1 Introduction to functional programming
This opening chapter introduces the functional programming mindset in the context of modern C++, contrasting imperative “how to do it” code with declarative “what to achieve” expressions. It frames functions as primary building blocks and emphasizes expressing intent through composition and higher-level abstractions rather than managing stepwise control flow and state. Through simple examples (like counting lines across files), it shows the progression from manual loops to standard algorithms and finally to range-based pipelines, illustrating how functional idioms make code shorter, clearer, and closer to the problem statement while coexisting productively with object-oriented design in a multiparadigm language.
A central theme is purity: preferring functions without observable side effects and minimizing mutable state to reduce bugs and make reasoning easier. The chapter explains a pragmatic view of pure functions—those that appear side-effect-free to their callers—even when implementation details perform unavoidable mutations (e.g., I/O). Thinking functionally means decomposing problems into small, composable transformations and lifting single-item functions to operate over collections, much like stations on an assembly line. The benefits include brevity and readability, safer refactoring, easier parallelization (thanks to the absence of shared mutable state), and fewer opportunities for subtle defects.
The text also surveys C++’s evolution toward functional styles: templates enabling generic algorithms, passing function-like entities, and later features (such as auto and lambdas) that make higher-order programming practical and expressive. It advocates leaning on well-crafted library abstractions (STL algorithms and ranges) for both clarity and “continuous optimization” as compilers and libraries improve.
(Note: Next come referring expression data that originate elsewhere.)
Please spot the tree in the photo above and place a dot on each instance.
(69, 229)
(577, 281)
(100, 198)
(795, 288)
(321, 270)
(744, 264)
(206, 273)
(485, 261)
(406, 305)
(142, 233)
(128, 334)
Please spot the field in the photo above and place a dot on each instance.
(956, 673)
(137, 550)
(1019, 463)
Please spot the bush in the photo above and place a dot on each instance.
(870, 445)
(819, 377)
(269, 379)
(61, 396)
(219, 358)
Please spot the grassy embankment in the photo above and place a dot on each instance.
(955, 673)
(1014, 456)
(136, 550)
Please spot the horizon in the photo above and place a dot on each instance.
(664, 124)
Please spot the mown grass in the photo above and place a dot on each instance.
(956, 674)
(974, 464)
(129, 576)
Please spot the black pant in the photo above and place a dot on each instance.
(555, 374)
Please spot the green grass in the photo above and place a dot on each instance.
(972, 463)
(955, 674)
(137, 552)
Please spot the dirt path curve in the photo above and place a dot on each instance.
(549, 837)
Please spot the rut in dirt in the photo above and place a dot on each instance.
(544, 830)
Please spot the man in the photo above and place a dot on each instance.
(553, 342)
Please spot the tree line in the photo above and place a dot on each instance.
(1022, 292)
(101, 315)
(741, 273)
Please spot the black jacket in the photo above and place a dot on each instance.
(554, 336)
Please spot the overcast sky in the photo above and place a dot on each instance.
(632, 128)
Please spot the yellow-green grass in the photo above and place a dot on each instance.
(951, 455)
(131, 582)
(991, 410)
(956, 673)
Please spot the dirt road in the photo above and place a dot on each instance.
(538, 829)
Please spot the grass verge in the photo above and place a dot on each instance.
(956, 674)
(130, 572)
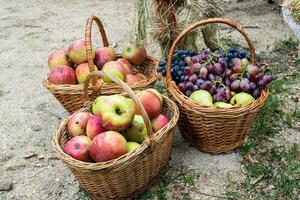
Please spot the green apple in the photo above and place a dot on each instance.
(241, 99)
(116, 112)
(202, 97)
(222, 105)
(132, 146)
(136, 132)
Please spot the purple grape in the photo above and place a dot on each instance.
(189, 85)
(267, 79)
(235, 85)
(193, 78)
(244, 85)
(203, 73)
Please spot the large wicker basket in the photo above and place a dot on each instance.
(132, 173)
(209, 129)
(70, 96)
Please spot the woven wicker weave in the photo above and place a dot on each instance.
(70, 96)
(131, 174)
(209, 129)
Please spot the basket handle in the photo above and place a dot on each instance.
(88, 39)
(131, 94)
(187, 30)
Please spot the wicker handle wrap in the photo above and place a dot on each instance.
(203, 23)
(88, 39)
(130, 93)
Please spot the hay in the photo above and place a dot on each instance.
(164, 29)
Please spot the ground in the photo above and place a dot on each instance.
(31, 30)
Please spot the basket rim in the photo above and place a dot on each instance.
(122, 161)
(55, 88)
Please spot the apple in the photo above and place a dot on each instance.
(82, 71)
(77, 52)
(77, 123)
(222, 105)
(137, 131)
(78, 148)
(159, 122)
(136, 54)
(104, 55)
(107, 146)
(62, 74)
(242, 99)
(114, 68)
(131, 146)
(59, 57)
(202, 97)
(94, 127)
(132, 78)
(151, 103)
(116, 112)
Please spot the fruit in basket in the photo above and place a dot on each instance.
(82, 71)
(136, 54)
(78, 148)
(159, 122)
(77, 123)
(131, 146)
(114, 68)
(94, 127)
(242, 99)
(202, 97)
(104, 55)
(151, 103)
(131, 78)
(222, 105)
(108, 146)
(59, 57)
(136, 132)
(77, 52)
(115, 111)
(62, 74)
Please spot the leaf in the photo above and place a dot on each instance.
(255, 180)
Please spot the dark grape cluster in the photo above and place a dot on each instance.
(221, 73)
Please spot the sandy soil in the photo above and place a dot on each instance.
(29, 32)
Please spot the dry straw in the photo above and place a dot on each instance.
(128, 175)
(209, 129)
(70, 96)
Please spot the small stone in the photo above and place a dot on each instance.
(5, 185)
(36, 128)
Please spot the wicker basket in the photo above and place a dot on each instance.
(70, 96)
(209, 129)
(131, 174)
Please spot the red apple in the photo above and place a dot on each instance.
(77, 123)
(77, 52)
(131, 78)
(94, 127)
(136, 54)
(151, 103)
(159, 122)
(78, 148)
(104, 55)
(82, 71)
(59, 57)
(62, 74)
(107, 146)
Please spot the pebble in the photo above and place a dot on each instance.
(5, 185)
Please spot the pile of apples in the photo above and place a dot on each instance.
(71, 66)
(114, 127)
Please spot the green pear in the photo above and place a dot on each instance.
(222, 105)
(242, 99)
(132, 146)
(202, 97)
(136, 132)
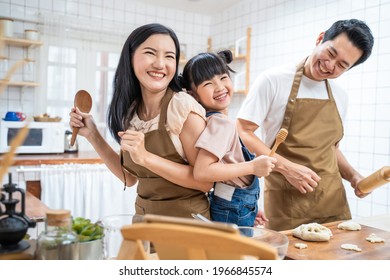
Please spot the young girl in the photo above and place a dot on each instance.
(156, 125)
(222, 157)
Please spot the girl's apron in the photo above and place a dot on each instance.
(157, 195)
(314, 129)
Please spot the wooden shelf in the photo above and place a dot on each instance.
(20, 42)
(242, 58)
(19, 83)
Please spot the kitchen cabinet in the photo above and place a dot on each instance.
(241, 58)
(29, 46)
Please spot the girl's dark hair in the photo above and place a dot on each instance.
(127, 90)
(357, 32)
(205, 66)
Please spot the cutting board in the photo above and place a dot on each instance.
(331, 250)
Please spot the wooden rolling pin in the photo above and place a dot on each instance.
(375, 180)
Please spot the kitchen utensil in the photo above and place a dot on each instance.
(375, 180)
(275, 239)
(83, 101)
(68, 148)
(200, 218)
(280, 137)
(13, 224)
(15, 143)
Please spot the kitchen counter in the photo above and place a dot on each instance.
(330, 250)
(89, 157)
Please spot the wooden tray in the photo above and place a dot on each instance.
(331, 250)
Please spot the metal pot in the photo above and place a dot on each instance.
(68, 148)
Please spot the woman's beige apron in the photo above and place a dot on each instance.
(315, 128)
(155, 194)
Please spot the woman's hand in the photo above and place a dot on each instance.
(134, 143)
(84, 121)
(263, 165)
(356, 178)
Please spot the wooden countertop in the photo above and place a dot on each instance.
(89, 157)
(331, 250)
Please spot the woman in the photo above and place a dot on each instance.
(155, 124)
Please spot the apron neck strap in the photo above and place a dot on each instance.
(164, 108)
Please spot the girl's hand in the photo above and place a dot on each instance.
(263, 165)
(134, 143)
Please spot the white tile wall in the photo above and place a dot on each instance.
(282, 31)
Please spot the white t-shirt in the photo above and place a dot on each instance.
(266, 101)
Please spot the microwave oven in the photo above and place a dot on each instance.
(42, 137)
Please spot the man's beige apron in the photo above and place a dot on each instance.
(155, 194)
(314, 127)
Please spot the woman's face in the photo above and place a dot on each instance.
(331, 59)
(154, 63)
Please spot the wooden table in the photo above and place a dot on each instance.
(331, 250)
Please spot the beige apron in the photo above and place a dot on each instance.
(315, 128)
(155, 194)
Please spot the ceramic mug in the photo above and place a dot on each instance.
(15, 116)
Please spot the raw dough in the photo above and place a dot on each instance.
(300, 245)
(312, 232)
(351, 247)
(374, 239)
(349, 225)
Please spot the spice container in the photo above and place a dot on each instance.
(58, 241)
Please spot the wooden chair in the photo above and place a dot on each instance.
(187, 239)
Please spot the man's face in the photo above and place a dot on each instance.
(331, 59)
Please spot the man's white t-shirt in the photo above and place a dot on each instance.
(266, 101)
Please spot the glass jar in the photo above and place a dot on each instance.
(57, 241)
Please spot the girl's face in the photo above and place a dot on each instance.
(215, 94)
(154, 63)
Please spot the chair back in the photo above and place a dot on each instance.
(187, 239)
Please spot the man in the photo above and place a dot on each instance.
(304, 99)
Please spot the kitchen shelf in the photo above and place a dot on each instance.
(17, 42)
(18, 84)
(240, 58)
(21, 43)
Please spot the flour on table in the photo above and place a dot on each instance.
(374, 239)
(349, 225)
(351, 247)
(312, 232)
(300, 245)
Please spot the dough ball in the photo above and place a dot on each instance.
(351, 247)
(349, 225)
(374, 239)
(312, 232)
(300, 245)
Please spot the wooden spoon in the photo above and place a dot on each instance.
(280, 137)
(83, 101)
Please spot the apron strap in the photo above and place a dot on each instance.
(294, 93)
(164, 108)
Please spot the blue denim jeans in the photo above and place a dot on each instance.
(238, 206)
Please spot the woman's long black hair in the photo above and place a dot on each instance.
(127, 91)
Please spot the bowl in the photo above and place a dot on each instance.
(275, 239)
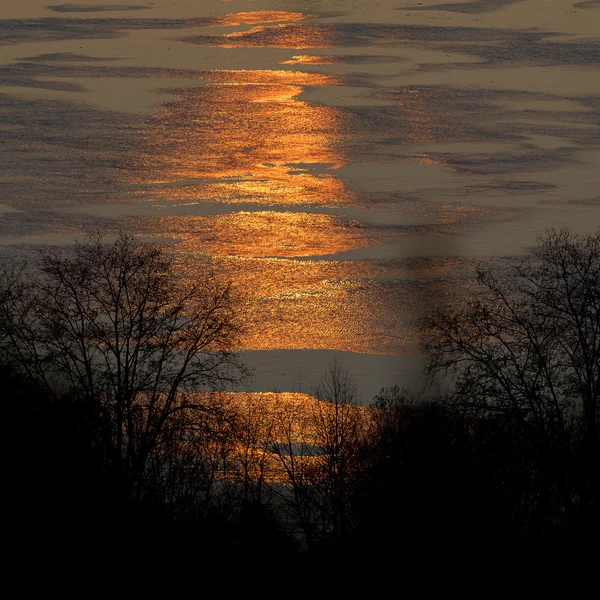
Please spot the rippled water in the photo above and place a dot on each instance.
(344, 163)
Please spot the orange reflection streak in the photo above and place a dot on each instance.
(359, 306)
(307, 59)
(285, 35)
(248, 138)
(260, 16)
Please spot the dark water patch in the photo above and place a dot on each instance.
(60, 152)
(76, 8)
(586, 201)
(60, 28)
(509, 162)
(508, 188)
(532, 50)
(65, 57)
(31, 69)
(28, 82)
(477, 7)
(43, 222)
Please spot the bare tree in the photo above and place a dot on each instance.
(528, 344)
(319, 447)
(113, 326)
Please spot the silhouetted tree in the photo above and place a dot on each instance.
(527, 345)
(113, 327)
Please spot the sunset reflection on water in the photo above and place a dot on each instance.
(249, 137)
(246, 137)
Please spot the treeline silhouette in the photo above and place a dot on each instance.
(125, 440)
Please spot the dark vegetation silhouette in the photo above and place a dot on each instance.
(115, 374)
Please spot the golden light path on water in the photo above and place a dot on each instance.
(252, 137)
(345, 165)
(249, 138)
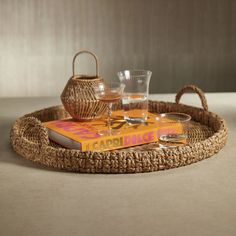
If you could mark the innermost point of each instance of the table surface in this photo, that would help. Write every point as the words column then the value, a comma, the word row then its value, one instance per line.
column 194, row 200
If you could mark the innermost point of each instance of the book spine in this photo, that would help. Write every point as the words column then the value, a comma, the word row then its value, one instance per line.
column 120, row 141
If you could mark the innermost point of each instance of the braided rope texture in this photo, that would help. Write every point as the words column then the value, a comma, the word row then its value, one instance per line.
column 207, row 137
Finally, it outlines what readers will learn: higher-order functions, immutable design strategies, ranges for composable dataflow, algebraic data types to constrain program states, and monadic patterns for building complex yet modular systems—skills that yield concise, maintainable, and scalable C++ code.
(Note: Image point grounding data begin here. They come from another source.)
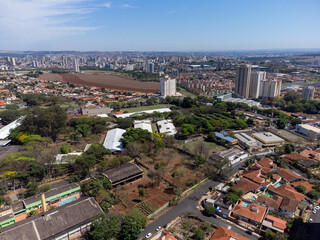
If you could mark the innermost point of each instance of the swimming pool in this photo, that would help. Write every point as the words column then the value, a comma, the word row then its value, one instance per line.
column 244, row 204
column 277, row 185
column 67, row 201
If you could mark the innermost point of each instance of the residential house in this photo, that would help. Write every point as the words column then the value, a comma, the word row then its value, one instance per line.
column 274, row 223
column 223, row 233
column 250, row 213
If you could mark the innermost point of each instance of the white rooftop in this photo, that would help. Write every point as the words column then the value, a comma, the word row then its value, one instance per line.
column 143, row 124
column 160, row 110
column 166, row 126
column 113, row 140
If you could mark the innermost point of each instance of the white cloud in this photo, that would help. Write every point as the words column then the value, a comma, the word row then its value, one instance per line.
column 128, row 6
column 43, row 19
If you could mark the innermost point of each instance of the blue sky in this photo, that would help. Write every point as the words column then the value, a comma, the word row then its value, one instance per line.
column 159, row 25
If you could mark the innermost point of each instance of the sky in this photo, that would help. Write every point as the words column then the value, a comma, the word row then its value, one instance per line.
column 158, row 25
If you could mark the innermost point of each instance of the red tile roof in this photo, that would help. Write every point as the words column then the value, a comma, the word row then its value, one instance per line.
column 277, row 222
column 252, row 211
column 223, row 233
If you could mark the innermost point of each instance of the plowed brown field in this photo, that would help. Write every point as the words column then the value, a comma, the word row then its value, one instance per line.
column 103, row 80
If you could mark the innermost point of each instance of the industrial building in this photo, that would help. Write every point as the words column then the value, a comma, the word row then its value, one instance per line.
column 308, row 130
column 268, row 139
column 69, row 221
column 113, row 140
column 143, row 124
column 167, row 127
column 124, row 174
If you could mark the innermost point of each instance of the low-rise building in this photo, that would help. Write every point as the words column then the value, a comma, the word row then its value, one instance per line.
column 223, row 233
column 124, row 174
column 167, row 127
column 71, row 220
column 113, row 140
column 251, row 213
column 247, row 141
column 274, row 223
column 268, row 139
column 308, row 130
column 143, row 124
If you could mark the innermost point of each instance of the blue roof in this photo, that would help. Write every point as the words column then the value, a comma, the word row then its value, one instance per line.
column 227, row 138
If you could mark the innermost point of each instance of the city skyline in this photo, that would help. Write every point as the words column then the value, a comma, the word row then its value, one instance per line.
column 142, row 25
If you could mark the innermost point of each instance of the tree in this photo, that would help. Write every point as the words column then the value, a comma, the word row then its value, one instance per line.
column 281, row 123
column 210, row 210
column 124, row 122
column 199, row 160
column 142, row 192
column 289, row 148
column 84, row 129
column 105, row 227
column 187, row 129
column 9, row 116
column 198, row 234
column 301, row 189
column 270, row 235
column 131, row 228
column 65, row 148
column 232, row 198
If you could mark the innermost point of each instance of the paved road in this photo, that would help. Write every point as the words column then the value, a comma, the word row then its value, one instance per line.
column 314, row 232
column 189, row 204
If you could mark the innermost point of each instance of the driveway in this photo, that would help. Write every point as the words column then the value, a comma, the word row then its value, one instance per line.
column 189, row 204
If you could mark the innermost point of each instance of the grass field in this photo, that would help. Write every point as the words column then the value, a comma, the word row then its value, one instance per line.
column 191, row 146
column 144, row 108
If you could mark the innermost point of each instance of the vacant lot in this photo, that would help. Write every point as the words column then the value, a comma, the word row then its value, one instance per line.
column 104, row 80
column 144, row 108
column 292, row 137
column 128, row 199
column 189, row 225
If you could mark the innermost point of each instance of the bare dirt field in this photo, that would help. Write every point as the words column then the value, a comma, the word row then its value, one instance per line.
column 104, row 80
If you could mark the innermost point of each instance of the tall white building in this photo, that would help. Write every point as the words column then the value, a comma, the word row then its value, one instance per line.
column 76, row 65
column 308, row 92
column 243, row 80
column 151, row 68
column 270, row 88
column 256, row 78
column 167, row 86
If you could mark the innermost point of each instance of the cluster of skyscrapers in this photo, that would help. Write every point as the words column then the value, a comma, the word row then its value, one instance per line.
column 254, row 84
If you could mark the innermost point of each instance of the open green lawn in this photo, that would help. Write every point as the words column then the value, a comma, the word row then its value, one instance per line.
column 191, row 146
column 144, row 108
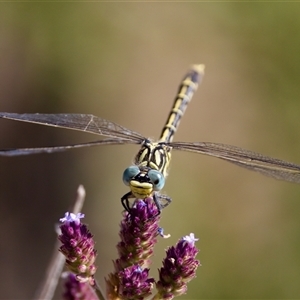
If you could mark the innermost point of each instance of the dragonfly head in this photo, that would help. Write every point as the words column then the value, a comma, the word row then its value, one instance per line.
column 143, row 181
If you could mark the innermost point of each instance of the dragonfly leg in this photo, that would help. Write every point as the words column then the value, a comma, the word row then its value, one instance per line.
column 125, row 201
column 167, row 200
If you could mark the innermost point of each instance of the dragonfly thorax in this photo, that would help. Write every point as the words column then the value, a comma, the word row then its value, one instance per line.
column 154, row 155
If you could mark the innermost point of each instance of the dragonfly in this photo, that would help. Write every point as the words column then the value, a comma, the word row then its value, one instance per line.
column 146, row 177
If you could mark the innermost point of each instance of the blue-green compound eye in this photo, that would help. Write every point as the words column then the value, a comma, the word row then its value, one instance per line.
column 129, row 173
column 157, row 179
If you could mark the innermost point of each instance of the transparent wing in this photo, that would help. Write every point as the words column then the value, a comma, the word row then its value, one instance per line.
column 268, row 166
column 27, row 151
column 81, row 122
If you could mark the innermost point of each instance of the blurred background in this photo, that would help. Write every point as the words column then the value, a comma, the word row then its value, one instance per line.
column 124, row 62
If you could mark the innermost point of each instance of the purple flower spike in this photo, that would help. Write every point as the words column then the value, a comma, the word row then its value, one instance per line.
column 75, row 290
column 138, row 233
column 179, row 267
column 134, row 283
column 78, row 247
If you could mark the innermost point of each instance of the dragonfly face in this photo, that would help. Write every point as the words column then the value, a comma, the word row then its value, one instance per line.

The program input is a list of files. The program needs to return the number of newlines in each file as its output.
If you allow the user to modify the text while you’re saving it, incomplete or invalid data could be saved, thus creating a corrupted file.
If you either create a full copy or use a structure that can remember multiple versions of data at the same time, you can decouple the processes of saving the file and changing the text in the text editor.
This example needs to modify a couple of independent variables while counting the number of newlines in a single file. Some changes depend on each other, and others don’t.
When thinking functionally, you consider the transformations you need to apply to the given input to get the desired output as the result.
You can perform the same transformation on each element in a collection. This allows you to look at the simpler problem of transforming a single item instead of a collection of items.
You can decompose a bigger problem of counting the number of lines in a file whose name you have into two smaller problems: opening a file, given its name; and counting the number of lines in a given file.
By using transform, you can create functions that can process collections of items from functions that can process only one item at a time.
Function composition and lifting can be compared to a moving assembly line. Different transformations work on single items. By lifting these transformations to work on collections of items and composing them so that the result of one transformation is passed on to the next transformation, you get an assembly line that applies a series of transformations to as many items as you want.
Summary
- The main philosophy of functional programming is that you shouldn’t concern yourself with the way something should work, but rather with what it should do.
- Both approaches—functional programming and object-oriented programming—have a lot to offer. You should know when to use one, when to use the other, and when to combine them.
- C++ is a multiparadigm programming language you can use to write programs in various styles—procedural, object-oriented, and functional—and combine those styles with generic programming.
- Functional programming goes hand-in-hand with generic programming, especially in C++. They both inspire programmers not to think at the hardware level, but to move higher.
- Function lifting lets you create functions that operate on collections of values from functions that operate only on single values. With function composition, you can pass a value through a chain of transformations, and each transformation passes its result to the next.
- Avoiding mutable state improves the correctness of code and removes the need for mutexes in multithreaded code.
- Thinking functionally means thinking about the input data and the transformations you need to perform to get the desired output.